新月を迎えて、満月が来て。また新月が来て、満月を迎える。

そんな当たり前を、俺は何度繰り返しただろうか。



 アヤノがこの家を出て行ってから、1ヶ月が経ち、2か月が経ち、季節はついに秋を迎えようとしてた。

昨晩の肌寒さを取り残したままの少し暗い朝の中、俺は今までと同じようにアイちゃんのアラームを止め、身体を起こし、パウチゼリーを食べるためにキッチンへと向かう。

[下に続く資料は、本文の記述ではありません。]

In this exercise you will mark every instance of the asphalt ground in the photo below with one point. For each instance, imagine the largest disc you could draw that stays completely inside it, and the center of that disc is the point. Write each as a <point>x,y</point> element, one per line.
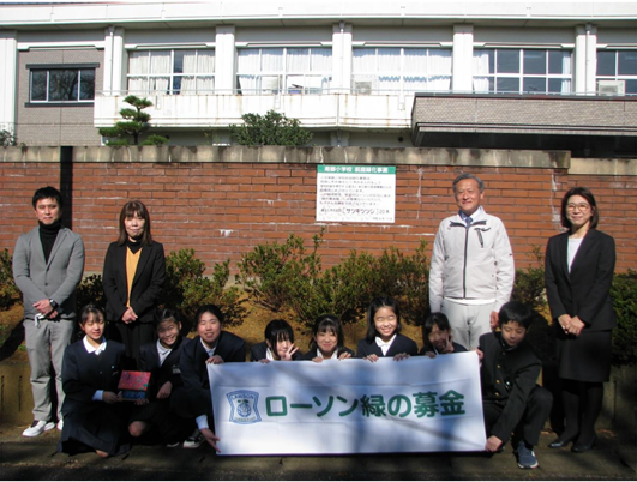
<point>23,458</point>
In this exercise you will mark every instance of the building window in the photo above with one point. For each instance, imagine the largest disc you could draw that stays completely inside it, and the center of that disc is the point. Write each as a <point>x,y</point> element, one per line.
<point>387,70</point>
<point>522,71</point>
<point>616,72</point>
<point>291,70</point>
<point>62,85</point>
<point>171,72</point>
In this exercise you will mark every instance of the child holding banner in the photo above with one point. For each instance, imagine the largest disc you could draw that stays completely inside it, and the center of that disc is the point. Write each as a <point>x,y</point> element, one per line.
<point>436,337</point>
<point>327,342</point>
<point>511,400</point>
<point>383,333</point>
<point>281,337</point>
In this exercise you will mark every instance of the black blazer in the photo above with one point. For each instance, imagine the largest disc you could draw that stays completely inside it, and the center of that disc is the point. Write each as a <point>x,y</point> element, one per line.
<point>147,283</point>
<point>507,378</point>
<point>583,292</point>
<point>169,371</point>
<point>401,344</point>
<point>312,353</point>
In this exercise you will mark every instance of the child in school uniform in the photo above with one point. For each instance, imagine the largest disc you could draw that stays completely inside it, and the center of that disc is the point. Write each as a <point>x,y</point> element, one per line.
<point>280,342</point>
<point>511,400</point>
<point>383,333</point>
<point>212,345</point>
<point>327,341</point>
<point>436,337</point>
<point>152,416</point>
<point>93,417</point>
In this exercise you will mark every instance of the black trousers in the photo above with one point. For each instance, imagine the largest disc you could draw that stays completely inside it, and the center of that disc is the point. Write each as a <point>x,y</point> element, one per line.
<point>538,408</point>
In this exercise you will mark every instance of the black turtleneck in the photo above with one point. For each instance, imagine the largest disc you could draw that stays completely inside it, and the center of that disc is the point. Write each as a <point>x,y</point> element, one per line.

最初は、不安や焦りに似た感情を抱いた。約束の1か月を過ぎ、2か月が過ぎ。あいつは、一体どこへ行ったのか、あの男は一体誰なのか。そんなことばかりを考え、眠れない夜を過ごした。家事代行サービスのホームページも穴が開くほど読み込んだし、あの男につながるヒントはないかと、メールのアドレスを解析しようともした。

だが、俺ごときに得られる情報なんて一つもなかった。


そして、もう、いつかさえ覚えていない、あの日。俺はふと思い出した。


あぁ、そうだ。今までの、この数日間が特別だったのだ。今ある現実、一人で孤独に耐えるこの現状こそが、俺にとっての「当たり前」なのだ。

忘れていた感情を思い出してからは早かった。そうだ、俺は俺の「やるべきこと」をやろう。毎日決まった時間に起きて、適当に飯を食って、ゲームに没する。それが俺の、使命なのだ。今までの夢物語は、自分の都合が作り出した幻想なのだ。


早く、元の生活に戻らねば。


そうゲームを起動すると、やはりいつものように何も考えず、ただ手を動かすことができた。やっぱり。喜びも悲しみも覚える前に、こうしておけばよかったのだ。そこから、時間をやり過ごすのは簡単なことだった。このステージをクリアしたのが、昨日なのか、一昨日なのか、それともそれよりもずっと前なのか。

俺には分からない、分かる必要もない。

ただ、今与えられた「やるべきミッション」に向き合えば、それだけでいいのだから。


そうして、痛みすらも忘れかけたある夜の日。通常を取り戻していたはずのパソコンが、聞きなれない音を立てた。通知を知らせるポップアップをクリックすると、文字が浮かび上がる。


『これが、最後のチャンス。秘密を知りたければ、ここまで』


家からほど近い公園の住所を見て、大人しくポップアップを閉じる。何かを知ろうという気持ちが行動原理になるのは、よっぽど素敵な人間様に限ったことだ。それは俺がやるべきことじゃない。そう落ち着いてゲームを開こうとして、不意に奥底の方から何かが湧き上がってきた。


そうだ、人間は、いずれ朽ちていく生き物なのだ。だったら、最後に選ぶべきは後悔の無い方だ。ただ与えられた死を待つよりも。何かを知って、成して、自分たらしめる『何か』を掴みとって死んでいきたい。


なんだよ、それ。ずいぶん素晴らしいお考え方だな。


馬鹿にしようとして、馬鹿にされたことに対する怒りが湧き上がってきた。


あれ、なぜだろうか。ただ、安寧を求めて、朽ちるのを待つ。それが人間である、『俺』の生き方だというのは、ずっとずっと前から知っていたことではないか。


いや、そうじゃない、人間は、俺は、きっと。


対立する意見に挟まれて、まるで、自分の中で自分ではない何かと戦っている感覚に陥る。




俺は。俺は、俺は……。





あれ?俺は、一体。













……誰だ?


身体は、頭の中がまとまるのなんて待ってられなかった。ドアを開けて、廊下に転がるが、痛みなんて気にせずサンダルに足を突っ込む。

幸か不幸か、今日はあの日と同じ満月だ。

世界が初めて『俺』を認識する中、ただ肺が動くのを感じながら、我武者羅に足を進めた。






――



 満月が薄暗くあたりを照らす中、頼りない光をぽつぽつと放つ電灯の灯る公園にたどり着く。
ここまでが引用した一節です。